Town in County Clare, Ireland

Shannon or Shannon Town (Baile na Sionnainne) is a town in County Clare, Ireland. It was given town status on 1 January 1982. The town is named after the nearby River Shannon. It is located just off the N19 road, a spur of the N18/M18 road between Limerick and Ennis. It is the location of Shannon Airport, an international airport serving the Clare/Limerick region in the west of Ireland, as well as being the location of one of the two bases of Shanwick Oceanic Control which oversees transatlantic air traffic control over the western portion of the North Atlantic Ocean.
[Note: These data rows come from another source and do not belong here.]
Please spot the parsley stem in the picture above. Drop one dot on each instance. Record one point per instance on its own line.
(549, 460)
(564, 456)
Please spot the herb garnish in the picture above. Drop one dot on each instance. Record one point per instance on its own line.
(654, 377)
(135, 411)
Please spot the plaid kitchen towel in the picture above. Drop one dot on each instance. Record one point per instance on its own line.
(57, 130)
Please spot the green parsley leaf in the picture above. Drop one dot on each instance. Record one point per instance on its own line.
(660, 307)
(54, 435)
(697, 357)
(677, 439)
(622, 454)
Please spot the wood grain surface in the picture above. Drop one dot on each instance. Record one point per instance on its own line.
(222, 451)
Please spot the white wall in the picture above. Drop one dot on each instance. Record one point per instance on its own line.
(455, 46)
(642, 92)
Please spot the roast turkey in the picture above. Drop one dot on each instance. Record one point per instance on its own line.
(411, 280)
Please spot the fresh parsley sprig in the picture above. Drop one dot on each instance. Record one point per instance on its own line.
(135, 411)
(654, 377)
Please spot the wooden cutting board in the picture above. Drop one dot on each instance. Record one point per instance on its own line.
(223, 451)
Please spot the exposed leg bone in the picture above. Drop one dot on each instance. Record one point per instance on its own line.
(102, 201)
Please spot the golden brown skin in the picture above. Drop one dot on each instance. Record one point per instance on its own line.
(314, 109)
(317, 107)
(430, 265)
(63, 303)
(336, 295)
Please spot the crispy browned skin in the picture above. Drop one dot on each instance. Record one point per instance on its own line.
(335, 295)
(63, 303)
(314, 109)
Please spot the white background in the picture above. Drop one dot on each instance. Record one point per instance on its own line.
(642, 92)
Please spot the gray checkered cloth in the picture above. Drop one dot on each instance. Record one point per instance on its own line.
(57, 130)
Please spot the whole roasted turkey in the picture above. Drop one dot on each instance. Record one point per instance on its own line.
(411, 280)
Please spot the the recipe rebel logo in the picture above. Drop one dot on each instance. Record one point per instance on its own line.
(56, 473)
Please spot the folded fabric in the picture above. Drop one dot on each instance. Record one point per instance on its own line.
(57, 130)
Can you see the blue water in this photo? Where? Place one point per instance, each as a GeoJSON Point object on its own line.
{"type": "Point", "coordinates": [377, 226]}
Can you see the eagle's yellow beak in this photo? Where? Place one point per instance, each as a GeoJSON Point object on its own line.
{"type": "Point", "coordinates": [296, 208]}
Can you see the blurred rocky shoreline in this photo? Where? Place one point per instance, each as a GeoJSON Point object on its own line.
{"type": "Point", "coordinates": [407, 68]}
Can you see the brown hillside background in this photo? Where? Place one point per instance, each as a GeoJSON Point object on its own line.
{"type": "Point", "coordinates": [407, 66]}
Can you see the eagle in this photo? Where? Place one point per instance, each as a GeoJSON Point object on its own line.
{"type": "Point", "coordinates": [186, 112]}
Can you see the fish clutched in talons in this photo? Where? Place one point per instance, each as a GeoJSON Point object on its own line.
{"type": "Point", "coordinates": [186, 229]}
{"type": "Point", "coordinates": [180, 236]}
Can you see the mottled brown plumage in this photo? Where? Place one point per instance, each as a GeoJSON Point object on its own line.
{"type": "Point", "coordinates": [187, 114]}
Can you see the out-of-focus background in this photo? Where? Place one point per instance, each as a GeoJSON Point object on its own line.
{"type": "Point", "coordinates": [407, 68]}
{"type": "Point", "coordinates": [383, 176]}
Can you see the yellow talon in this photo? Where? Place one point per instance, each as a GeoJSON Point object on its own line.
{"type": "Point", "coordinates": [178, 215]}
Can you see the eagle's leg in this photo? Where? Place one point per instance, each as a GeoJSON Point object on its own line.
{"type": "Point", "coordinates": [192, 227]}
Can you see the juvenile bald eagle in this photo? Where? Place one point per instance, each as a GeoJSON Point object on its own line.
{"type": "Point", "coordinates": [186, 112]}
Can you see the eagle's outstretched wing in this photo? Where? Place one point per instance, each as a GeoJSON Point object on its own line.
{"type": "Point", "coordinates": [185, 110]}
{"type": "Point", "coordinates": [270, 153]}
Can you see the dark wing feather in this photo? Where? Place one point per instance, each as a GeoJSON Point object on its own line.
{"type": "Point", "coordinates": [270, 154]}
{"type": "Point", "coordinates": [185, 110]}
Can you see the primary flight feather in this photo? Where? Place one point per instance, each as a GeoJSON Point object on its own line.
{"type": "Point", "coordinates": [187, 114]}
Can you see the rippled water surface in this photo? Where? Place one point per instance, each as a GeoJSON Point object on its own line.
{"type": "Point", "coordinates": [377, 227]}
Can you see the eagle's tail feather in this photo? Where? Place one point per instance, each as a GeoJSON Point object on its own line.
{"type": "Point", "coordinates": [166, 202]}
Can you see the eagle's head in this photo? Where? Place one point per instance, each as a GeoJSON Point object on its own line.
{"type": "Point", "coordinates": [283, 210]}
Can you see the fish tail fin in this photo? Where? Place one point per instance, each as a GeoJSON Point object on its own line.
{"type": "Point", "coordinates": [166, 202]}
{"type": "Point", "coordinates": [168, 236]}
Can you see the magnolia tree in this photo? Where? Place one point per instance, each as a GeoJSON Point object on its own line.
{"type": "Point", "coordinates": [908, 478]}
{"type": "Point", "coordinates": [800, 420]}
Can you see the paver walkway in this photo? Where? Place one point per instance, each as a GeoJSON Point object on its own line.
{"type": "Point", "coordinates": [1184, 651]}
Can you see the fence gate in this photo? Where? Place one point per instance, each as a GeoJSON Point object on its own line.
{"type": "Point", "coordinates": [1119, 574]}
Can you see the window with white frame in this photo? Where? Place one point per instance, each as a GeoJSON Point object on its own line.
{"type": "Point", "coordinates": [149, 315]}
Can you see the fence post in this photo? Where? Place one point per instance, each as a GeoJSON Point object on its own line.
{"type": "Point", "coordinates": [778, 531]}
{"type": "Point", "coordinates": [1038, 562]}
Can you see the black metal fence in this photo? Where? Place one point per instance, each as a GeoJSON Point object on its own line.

It has a population of 10,256 as per the 2022 census, the second largest town in the county.

==History==
Shannon is a new town. Spearheaded by Brendan O'Regan, it was built in the 1960s on reclaimed marshland alongside Shannon Airport, along with the Shannon Free Zone Industrial Park. The residential areas were intended as a home for the thousands of workers at the airport, surrounding industries and support services. Population growth was never as fast as planned throughout the first few decades of the town's existence.

Shannon was originally located in the parish of Newmarket-on-Fergus in the Roman Catholic Diocese of Killaloe, and at first a priest in residence of the airport served the population. In 1966 St. Senan's School was opened and Mary Immaculate Church was built on Corrib Drive. On 24 December 1967 the parish of Shannon was created. For a short period a group of Dominican Sisters of England had a community in the parish. In 1974 they were replaced by the Sisters of Mercy. The church of Saints John and Paul was opened in Tullyvarraga in 1980.
Other churches are the Adoration Chapel in Shannon Town Centre and the Shannon Airport Oratory.
The Church of Ireland community is served by the Drumcliffe Union and the Methodist community is served by a lay pastor. Shannon is also home of Christian evangelical churches, Shannon Christian Church and New Life Christian Church.

St. John's Church of Ireland School was the first school established in Shannon in 1962. Christ Church Shannon opened in 1962, also serving members of the reformed faiths, but it is now closed.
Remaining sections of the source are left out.